弟のSJは小学生ぐらいだがなかなかのオマセですが、

そこはスポーツ一家ですから。


香辛料の瓶を選手に見立てて作戦を伝えたり、

基礎トレーニングのコーチもします。

ここもコミカルで楽しく心温まる景色です。。


長女のコリンズはお年頃。

家に黒人の青年が住むようになって、学校での嫌がらせも当然あります。

級友の好奇の目もあるけれど、それらを相手にせず、

図書館で机を並べて勉強します。

マイケルは心配顔。

「家でも一緒に勉強してるでしょ。
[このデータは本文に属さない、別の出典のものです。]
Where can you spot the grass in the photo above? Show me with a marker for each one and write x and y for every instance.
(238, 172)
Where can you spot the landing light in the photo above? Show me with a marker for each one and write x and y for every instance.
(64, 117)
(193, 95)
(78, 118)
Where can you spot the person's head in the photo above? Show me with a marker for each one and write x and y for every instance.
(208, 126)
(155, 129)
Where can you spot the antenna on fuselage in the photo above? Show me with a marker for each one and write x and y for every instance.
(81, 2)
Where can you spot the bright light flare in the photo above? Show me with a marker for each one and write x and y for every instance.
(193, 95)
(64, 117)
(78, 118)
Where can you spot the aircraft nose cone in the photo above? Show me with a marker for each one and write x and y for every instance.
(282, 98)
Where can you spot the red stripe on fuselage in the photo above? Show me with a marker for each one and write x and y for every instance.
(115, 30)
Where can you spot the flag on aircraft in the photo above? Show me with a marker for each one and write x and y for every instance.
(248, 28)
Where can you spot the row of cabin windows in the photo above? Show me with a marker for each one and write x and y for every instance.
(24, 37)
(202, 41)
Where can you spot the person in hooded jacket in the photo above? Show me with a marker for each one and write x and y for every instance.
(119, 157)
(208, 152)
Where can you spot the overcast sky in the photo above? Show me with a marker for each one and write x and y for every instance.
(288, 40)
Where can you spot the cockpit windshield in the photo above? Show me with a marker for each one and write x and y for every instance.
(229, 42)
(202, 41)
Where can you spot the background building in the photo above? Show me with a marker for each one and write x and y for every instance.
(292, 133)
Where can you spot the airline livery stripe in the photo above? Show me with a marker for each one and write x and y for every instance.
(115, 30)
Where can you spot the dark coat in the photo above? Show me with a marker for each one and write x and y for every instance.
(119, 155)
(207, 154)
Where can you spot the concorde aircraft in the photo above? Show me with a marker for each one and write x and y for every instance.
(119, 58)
」と。


この映画は

実在したアメフトスーパースター「マイケル・オアー」の実話です。


みどころいっぱいです。


これはまた、家族として法的後見人になるテューイ夫妻の奮闘記でもあります。


マイケルは高校生のアメフトの大会で大活躍。

世間や大学の注目の的となります。


アメフト推薦で奨学金を頂いて大学に通う為には、成績が上がらなければなりません。

そのための勉強も始まります。

テューイ家とは、政治的に真逆な民主党支持の家庭教師を迎えて。


しかし、共にミシシッピ大学出身(笑)。

共に目指すは、そこへ入れたいと。


アメリカの富裕層には、はっきりしたポリシーを持ち、

社会に貢献し、還元していく自立した女性と

それを支える男性や社会と家族の素晴らしさを魅せて頂きました。


リーを演じたサンドラ・ブロックを通して、

人の能力を開花させる為の素晴らしい眼と、

自信と勇気に感動して、

最初から最後まで、熱い涙が零れ落ちました。


本当にあった話です。
だから余計ジンときます。

この映画はそのままを
素直に受け入れて観る映画でした。

黒人差別やスラム街の喧噪などをさぐるより、

人として大事な事を魅せて頂きました。


ゴールデンウイークに観る映画としても最高でした。